Eleições tiveram 83% das combinações possíveis

Das 496 combinações possíveis de aliança entre dois partidos quaisquer em ao menos um Estado, 414 aconteceram neste ano

Daniel Bramatti e Rodrigo Burgarelli, O Estado de S. Paulo

16 de outubro de 2014 | 03h00

A regra das coligações para a eleição de deputado federal torna mais difícil para o eleitor compreender qual partido ele ajuda a eleger com o seu voto. Mas isso acontece apenas porque o leque de alianças partidárias feitas por cada legenda pelo Brasil é enorme. Das 496 combinações possíveis de aliança entre dois partidos quaisquer em ao menos um Estado, 414 (ou seja, 83%) aconteceram nestas eleições. 

Esse gráfico revela que a regra das coligações atrapalha o eleitor a entender o alcance do seu voto justamente porque o leque de alianças partidárias feitas por cada sigla pelo Brasil é enorme. Na prática, quase todos os partidos fazem ao menos uma aliança com todos os outros em ao menos um Estado para a eleição de membros da mesma Casa legislativa – no caso, a Câmara dos Deputados.

O índice de “bacanal eleitoral” seria ainda maior se fossem excluídos do cálculo os quatro nanicos de esquerda (PSOL, PSTU, PCB e PCO), que quase não se coligam com ninguém, conforme é possível enxergar no gráfico. Dessa maneira, 99,5% dos 406 casamentos possíveis entre partidos teriam acontecido – as únicas duas exceções seriam PT e PSDB, que não estão juntos em nenhum Estado, e PT e PMN.

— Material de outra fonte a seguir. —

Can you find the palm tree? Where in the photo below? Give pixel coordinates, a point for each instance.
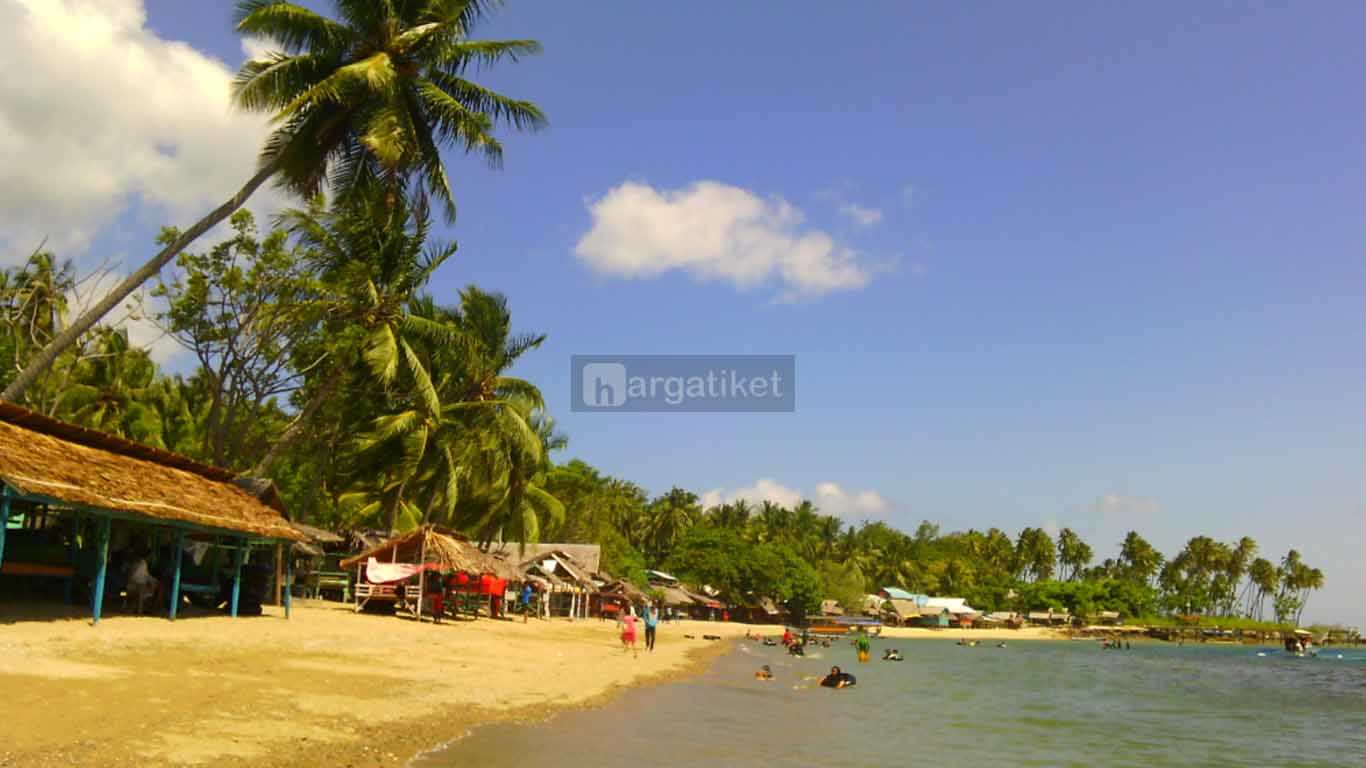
(373, 258)
(361, 101)
(1264, 578)
(1139, 560)
(1072, 554)
(114, 391)
(670, 517)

“As regras das coligações para deputado federal no Brasil, que não precisam seguir a lógica das alianças para presidente ou mesmo serem iguais em cada Estado, são algo totalmente singular. Não conheço lugar no mundo em que os partidos tenham autonomia para celebrar coligações nacionais para o Congresso desse jeito”, afirma o professor de Ciência Política da Universidade Federal do Rio de Janeiro (UFRJ) Jairo Nicolau.

Segundo ele, uma saída para esse sistema seria abolir as coligações para deputado federal. Mas, para impedir que o quociente eleitoral vire uma cláusula de barreira intransponível, seria preciso permitir que partidos com menos votos que esse limite pudessem participar do rateio das vagas que sobraram após a divisão dos votos de cada partido pelo quociente. Isso seria necessário por causa do cálculo complexo previsto pela legislação eleitoral para a divisão das cadeiras.

O problema, segundo Nicolau, é que quanto mais fragmentada a Câmara, mais difícil fica  mudar essa norma.  “Você tem que aprovar no Congresso uma lei que os pequenos partidos que se beneficiaram dela certamente têm muito estímulo para vetar”, diz. Ele conta que apresentou a proposta em uma das comissões criadas na Câmara dos Deputados para discutir a reforma política, embora o projeto não tenha chegado a ser votado. “Há um certo conhecimento técnico das pessoas que estudam isso na Câmara de que isso é uma solução razoável”, afirma.

Outro ponto positivo de uma mudança desse tipo seria acabar com certas contradições criadas pela existência da regra das coligações e do quociente. Jairo exemplifica: “Imagine um partido que tenha ganhado 8% dos votos de um Estado, mas que não está coligado com ninguém. Se o quociente for de 12%, ele não terá nenhuma representação na Câmara hoje. Entretanto, se um outro partido que obteve apenas 4% dos votos mas que estava em uma coligação que, somando todos os membros, teve mais votos que o quociente, ele pode acabar ganhando uma cadeira caso tenha apenas um candidato bem votado.”